Doesn’t require knowing Q^π — only the policy gradient through π.

REINFORCE with Baseline

Variance reduction: add a baseline b(S_t) that doesn’t depend on A_t:

θ ← θ + α (G_t - b(S_t)) ∇_θ log π(A_t|S_t; θ)

Baseline doesn’t introduce bias:

E_π[(G_t - b(S_t)) ∇_θ log π(A_t|S_t; θ)]
= E_π[G_t ∇_θ log π] - b(S_t) E_π[∇_θ log π]
= E_π[G_t ∇_θ log π] - 0

Since E_π[∇_θ log π(A_t|S_t; θ)] = Σ_a ∇_θ π(a|s; θ) = ∇_θ Σ_a π(a|s; θ) = ∇_θ 1 = 0.

Optimal baseline (minimizes variance):

b*(s) = E[G_t² (∇_θ log π)^T] / E[(∇_θ log π)^T]  ← component-wise

Practical baseline: V^π(s) — the state value. Then:

G_t - V^π(S_t) = A^π(S_t, A_t)   ← advantage function!

REINFORCE with V baseline:

θ ← θ + α A^π(S_t, A_t) ∇_θ log π(A_t|S_t; θ)

This requires learning V^π — motivates the actor-critic architecture.

Advantage Function

Advantage: how much better is action a than average in state s?

A^π(s, a) = Q^π(s, a) - V^π(s)

Properties: - E_π[A^π(s, a)] = 0 (mean zero by definition) - A^π(s, π(s)) = 0 for deterministic policy π (taking the policy action is “average”) - A^π(s, a) > 0 for the best action a

Why use advantage over Q? Lower variance baseline. Updating with A^π instead of Q^π: - Does NOT change the direction of the gradient (same expectation) - Significantly reduces variance (A^π is centered at 0; Q^π can be large and positive)

The Policy Gradient Theorem: Continuing Case

For continuing tasks with average reward r̄:

∇_θ J(θ) = Σ_s μ^π(s) Σ_a A^π(s,a) ∇_θ π(a|s; θ)
          = E_π[A^π(S_t, A_t) ∇_θ log π(A_t|S_t; θ)]

Same form as episodic — just replace discounted visitation with stationary distribution μ^π.

Worked Example: Short Corridor Gridworld

Setup (S&B Example 13.1): - 4 states (0,1,2,3); 3 is terminal - In state 1: actions are reversed (right→left, left→right) — “aliased” state - Goal: reach state 3 with maximum reward

Problem for deterministic policies: state 1 looks like state 0 (both in corridor). If π(right|0) = 1 and π(right|1) = 1, agent gets stuck at 1 (goes right = actually left).

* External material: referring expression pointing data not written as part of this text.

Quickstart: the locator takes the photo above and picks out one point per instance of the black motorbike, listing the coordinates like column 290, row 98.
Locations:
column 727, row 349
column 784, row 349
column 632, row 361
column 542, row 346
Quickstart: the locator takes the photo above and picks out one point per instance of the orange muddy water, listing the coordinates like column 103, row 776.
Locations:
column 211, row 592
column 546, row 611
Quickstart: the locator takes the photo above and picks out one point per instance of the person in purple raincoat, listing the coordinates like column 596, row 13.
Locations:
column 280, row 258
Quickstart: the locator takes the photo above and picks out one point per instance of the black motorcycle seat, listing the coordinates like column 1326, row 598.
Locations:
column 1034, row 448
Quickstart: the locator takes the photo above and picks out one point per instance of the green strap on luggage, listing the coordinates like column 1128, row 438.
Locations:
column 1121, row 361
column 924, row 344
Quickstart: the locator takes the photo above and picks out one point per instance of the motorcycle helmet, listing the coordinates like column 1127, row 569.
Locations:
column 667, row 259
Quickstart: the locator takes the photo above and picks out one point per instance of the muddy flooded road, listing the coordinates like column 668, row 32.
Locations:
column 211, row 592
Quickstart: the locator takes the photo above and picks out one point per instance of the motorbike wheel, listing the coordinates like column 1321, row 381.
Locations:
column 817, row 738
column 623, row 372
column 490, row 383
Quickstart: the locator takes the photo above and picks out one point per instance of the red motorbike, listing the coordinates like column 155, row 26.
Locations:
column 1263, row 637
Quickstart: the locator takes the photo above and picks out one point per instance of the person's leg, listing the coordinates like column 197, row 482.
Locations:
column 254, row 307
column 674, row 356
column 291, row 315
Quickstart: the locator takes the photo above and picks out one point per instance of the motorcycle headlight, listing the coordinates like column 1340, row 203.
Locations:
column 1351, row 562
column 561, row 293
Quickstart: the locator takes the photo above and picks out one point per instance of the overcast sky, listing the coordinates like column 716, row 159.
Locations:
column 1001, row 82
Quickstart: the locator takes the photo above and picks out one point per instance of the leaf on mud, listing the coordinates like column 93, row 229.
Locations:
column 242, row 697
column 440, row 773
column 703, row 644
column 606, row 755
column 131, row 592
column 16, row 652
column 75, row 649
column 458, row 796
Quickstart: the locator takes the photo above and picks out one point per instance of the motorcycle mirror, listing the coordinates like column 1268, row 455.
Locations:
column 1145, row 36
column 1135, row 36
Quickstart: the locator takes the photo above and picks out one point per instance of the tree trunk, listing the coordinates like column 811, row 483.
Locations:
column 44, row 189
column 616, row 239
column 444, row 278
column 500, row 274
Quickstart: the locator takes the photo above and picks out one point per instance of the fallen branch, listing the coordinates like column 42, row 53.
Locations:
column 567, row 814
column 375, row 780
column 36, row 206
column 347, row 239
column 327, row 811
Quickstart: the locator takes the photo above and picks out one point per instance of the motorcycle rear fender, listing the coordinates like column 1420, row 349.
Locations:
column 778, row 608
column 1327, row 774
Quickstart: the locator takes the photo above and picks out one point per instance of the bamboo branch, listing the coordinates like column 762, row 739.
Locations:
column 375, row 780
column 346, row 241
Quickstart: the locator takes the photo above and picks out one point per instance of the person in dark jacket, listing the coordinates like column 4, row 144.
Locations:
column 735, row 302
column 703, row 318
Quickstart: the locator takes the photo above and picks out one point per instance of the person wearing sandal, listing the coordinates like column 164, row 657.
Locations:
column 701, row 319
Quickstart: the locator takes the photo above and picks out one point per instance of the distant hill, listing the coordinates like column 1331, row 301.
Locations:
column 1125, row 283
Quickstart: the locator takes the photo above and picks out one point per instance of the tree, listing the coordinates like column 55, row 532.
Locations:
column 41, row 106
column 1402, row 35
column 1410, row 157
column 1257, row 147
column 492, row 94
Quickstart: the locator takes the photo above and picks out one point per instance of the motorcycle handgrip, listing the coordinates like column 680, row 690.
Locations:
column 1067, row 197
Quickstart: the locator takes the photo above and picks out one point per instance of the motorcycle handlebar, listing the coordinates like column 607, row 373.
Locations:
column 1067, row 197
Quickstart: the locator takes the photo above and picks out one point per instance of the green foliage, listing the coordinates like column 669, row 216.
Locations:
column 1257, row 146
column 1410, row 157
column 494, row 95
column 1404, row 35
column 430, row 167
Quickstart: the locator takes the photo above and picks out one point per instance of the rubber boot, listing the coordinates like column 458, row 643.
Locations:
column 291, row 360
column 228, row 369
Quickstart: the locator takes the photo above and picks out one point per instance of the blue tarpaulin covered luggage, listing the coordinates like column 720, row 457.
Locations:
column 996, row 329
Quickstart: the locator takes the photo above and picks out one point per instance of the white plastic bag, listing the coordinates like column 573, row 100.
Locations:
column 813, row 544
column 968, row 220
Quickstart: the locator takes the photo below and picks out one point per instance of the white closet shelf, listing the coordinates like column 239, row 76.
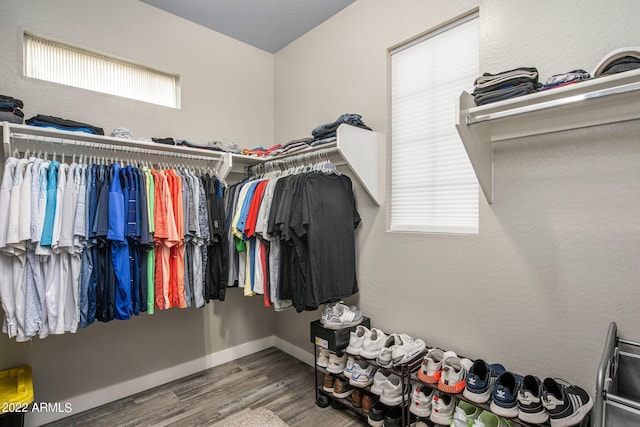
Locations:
column 599, row 101
column 357, row 148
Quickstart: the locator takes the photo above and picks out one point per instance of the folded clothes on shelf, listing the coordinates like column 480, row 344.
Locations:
column 42, row 120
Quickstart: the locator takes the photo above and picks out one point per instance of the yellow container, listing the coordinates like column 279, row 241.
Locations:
column 16, row 389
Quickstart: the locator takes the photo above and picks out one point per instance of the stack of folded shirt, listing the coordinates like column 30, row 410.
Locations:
column 10, row 110
column 41, row 120
column 324, row 133
column 559, row 80
column 505, row 85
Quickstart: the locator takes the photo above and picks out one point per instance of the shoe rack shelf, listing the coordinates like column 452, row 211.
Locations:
column 598, row 101
column 404, row 371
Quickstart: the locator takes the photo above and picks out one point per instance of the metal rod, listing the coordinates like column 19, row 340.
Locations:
column 601, row 93
column 124, row 149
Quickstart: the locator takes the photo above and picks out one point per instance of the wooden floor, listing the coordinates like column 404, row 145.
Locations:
column 268, row 379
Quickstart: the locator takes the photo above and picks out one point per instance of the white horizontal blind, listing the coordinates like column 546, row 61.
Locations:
column 68, row 65
column 433, row 186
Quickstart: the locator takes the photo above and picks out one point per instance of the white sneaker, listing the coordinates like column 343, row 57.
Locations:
column 349, row 367
column 356, row 340
column 323, row 358
column 442, row 407
column 378, row 380
column 340, row 316
column 431, row 367
column 452, row 379
column 421, row 400
column 408, row 349
column 373, row 343
column 363, row 373
column 465, row 414
column 392, row 390
column 337, row 364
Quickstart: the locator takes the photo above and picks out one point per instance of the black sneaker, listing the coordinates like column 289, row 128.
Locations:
column 530, row 408
column 567, row 404
column 377, row 413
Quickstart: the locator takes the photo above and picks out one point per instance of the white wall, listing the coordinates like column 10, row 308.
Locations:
column 227, row 94
column 557, row 254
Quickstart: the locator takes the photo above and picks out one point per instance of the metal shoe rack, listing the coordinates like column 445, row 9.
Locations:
column 404, row 371
column 617, row 400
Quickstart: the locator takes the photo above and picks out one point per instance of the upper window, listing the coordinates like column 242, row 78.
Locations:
column 433, row 186
column 69, row 65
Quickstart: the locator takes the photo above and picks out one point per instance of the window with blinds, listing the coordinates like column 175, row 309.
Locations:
column 69, row 65
column 433, row 186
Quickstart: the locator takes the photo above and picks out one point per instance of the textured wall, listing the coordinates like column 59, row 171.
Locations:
column 225, row 85
column 556, row 257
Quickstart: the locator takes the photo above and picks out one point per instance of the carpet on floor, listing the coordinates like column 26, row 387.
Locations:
column 260, row 417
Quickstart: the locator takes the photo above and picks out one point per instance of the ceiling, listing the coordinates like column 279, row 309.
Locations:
column 266, row 24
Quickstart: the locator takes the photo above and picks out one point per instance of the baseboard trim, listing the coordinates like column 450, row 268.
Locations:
column 93, row 399
column 294, row 351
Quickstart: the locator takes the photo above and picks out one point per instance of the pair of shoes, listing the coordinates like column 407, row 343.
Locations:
column 442, row 408
column 421, row 400
column 341, row 388
column 390, row 388
column 337, row 316
column 504, row 396
column 362, row 373
column 366, row 342
column 481, row 379
column 489, row 419
column 431, row 367
column 399, row 349
column 336, row 364
column 465, row 414
column 453, row 374
column 382, row 415
column 566, row 404
column 323, row 358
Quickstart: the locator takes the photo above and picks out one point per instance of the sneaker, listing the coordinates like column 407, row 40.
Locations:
column 480, row 380
column 406, row 350
column 465, row 414
column 504, row 397
column 530, row 407
column 323, row 358
column 349, row 367
column 378, row 380
column 489, row 419
column 566, row 404
column 442, row 407
column 377, row 413
column 421, row 400
column 430, row 370
column 356, row 340
column 340, row 316
column 394, row 391
column 373, row 343
column 341, row 388
column 363, row 373
column 337, row 363
column 385, row 358
column 327, row 383
column 452, row 377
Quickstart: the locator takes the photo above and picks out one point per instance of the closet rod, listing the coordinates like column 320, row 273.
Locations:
column 107, row 147
column 298, row 157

Stochastic policy wins: π(right|s; θ) = sigmoid(θ). With optimal θ: π(right) ≈ 0.59 — takes right 59% of time, discovering the reversed direction and reaching terminal.

No deterministic policy can solve this — only stochastic policy gradients find the optimal.

Connection to DynamICCL

The policy gradient theorem is the foundation of PPO used in DynamICCL:

∇_θ J(θ) = E_π[Â_t ∇_θ log π(A_t|S_t; θ)]

DynamICCL: Â_t = GAE advantage for NCCL step t
           ∇_θ log π = gradient of policy network w.r.t. NCCL configuration logits
           θ ← θ + α E[Â_t ∇_θ log π]    (REINFORCE)
           → PPO adds clipping and value network (next file)

The stochastic policy π(NCCL_config|network_state; θ) is crucial — DynamICCL needs exploration, and a deterministic policy would get stuck in local optima.